The regulator is looking into whether joint venture partners Sky TV and Television New Zealand met obligations under Section 47 of the Commerce Act.

Igloo aims to launch a cut-price pay-TV service, providing 11 channels for about $25 a month.

A commission spokeswoman said Section 47 related to commission approval for a merger.


"A person must not acquire assets of a business or shares if the acquisition would have, or would be likely to have, the effect of substantially lessening competition in a market."

She declined to define the issues faced by Igloo in the investigation.

The commission was aware of timing for the planned start-up of Igloo in May or June, and the investigation would take account of those plans.

She declined to specify which market was being examined and whether it included dominance of the television content market, saying this would not be spelt out in an investigation.

The Igloo announcement in December marked a growing alliance between Sky and TVNZ.

While ostensibly a joint venture, Igloo is largely controlled by Sky TV.

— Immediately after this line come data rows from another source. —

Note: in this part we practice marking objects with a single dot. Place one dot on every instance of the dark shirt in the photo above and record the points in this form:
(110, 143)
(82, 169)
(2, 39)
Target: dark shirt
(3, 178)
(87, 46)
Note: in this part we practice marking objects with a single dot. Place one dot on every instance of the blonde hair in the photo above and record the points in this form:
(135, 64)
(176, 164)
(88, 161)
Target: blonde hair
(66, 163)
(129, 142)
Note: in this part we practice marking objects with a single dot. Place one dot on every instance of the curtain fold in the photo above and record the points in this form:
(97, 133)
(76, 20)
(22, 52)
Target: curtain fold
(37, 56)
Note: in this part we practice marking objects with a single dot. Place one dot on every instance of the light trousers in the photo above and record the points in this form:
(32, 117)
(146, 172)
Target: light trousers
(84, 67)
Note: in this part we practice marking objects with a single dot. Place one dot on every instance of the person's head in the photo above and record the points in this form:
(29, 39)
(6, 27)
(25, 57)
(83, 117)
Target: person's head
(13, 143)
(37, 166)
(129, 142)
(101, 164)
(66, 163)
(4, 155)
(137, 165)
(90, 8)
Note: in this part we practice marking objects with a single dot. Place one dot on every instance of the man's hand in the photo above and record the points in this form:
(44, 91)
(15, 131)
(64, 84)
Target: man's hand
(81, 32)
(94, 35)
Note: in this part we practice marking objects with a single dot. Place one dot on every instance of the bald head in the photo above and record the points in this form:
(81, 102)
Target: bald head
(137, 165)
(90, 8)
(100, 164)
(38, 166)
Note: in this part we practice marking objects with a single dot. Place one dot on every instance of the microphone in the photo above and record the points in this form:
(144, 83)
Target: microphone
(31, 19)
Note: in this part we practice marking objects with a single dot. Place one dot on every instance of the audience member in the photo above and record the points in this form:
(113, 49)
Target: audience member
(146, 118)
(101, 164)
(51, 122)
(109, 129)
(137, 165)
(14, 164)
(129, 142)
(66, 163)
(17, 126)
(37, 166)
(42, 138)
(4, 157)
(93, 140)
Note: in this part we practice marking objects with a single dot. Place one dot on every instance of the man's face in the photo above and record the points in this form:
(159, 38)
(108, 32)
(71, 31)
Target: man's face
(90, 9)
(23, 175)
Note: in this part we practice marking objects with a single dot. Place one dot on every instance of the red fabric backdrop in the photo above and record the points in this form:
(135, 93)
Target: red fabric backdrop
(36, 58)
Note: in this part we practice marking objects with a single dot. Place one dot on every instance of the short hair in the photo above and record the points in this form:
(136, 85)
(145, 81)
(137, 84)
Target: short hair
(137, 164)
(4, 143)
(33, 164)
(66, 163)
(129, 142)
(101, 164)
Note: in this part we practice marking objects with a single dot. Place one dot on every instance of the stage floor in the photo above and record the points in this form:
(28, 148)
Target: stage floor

It gives the state broadcaster a valuable foothold in pay TV, including the advent of internet downloads.

For Sky it creates a "Sky Lite" package for people who do not want to make a commitment to a full package, but allows them to be targeted to upgrade to a full service.


If successful, Igloo would likely make it more difficult for a rival pay TV venture to start here which would be good for both Sky and the state broadcaster.

Yesterday, Sky TV and TVNZ both confirmed approaches from the Commerce Commission and said they were helping the regulator with its inquiries.

But Sky TV chief executive John Fellet said the Commerce Commission action would not affect the planned launch of Igloo in second quarter of 2012.

"It might affect the merger but it would not affect Igloo. We were always going to do it," he said.

He assumed the commission had received a complaint but the commission declined to confirm or deny this, saying that it did not affect the handling of the investigation.

Channels planned for Igloo include BBC World News, UKTV, BBC Knowledge, Vibe, Kidzone24, MTV Hits, National Geographic, Animal Planet, Comedy Central, Food TV and TVNZ Heartland.


It will also have free-to-air channels.

Igloo expects to attract 50,000 subscribers within two years - providing about $10 million of one-off revenue from the set-top box and $15 million in subscriptions. One of Igloo's biggest selling points will be flexibility, with customers able to prepay each month and cancel at will.

None of the programming will be in high definition.

* The Igloo service will offer a set-top box for less than $200 and 11 channels for about $25 a month.
* Sky has a 51 per cent share of Igloo and TVNZ has 49 per cent.
* The platform is due to start in May or June.
* Igloo will allow downloads of movies and sports for an additional charge.
* The two broadcasters say it will provide more consumer choice but critics say it will entrench their market dominance.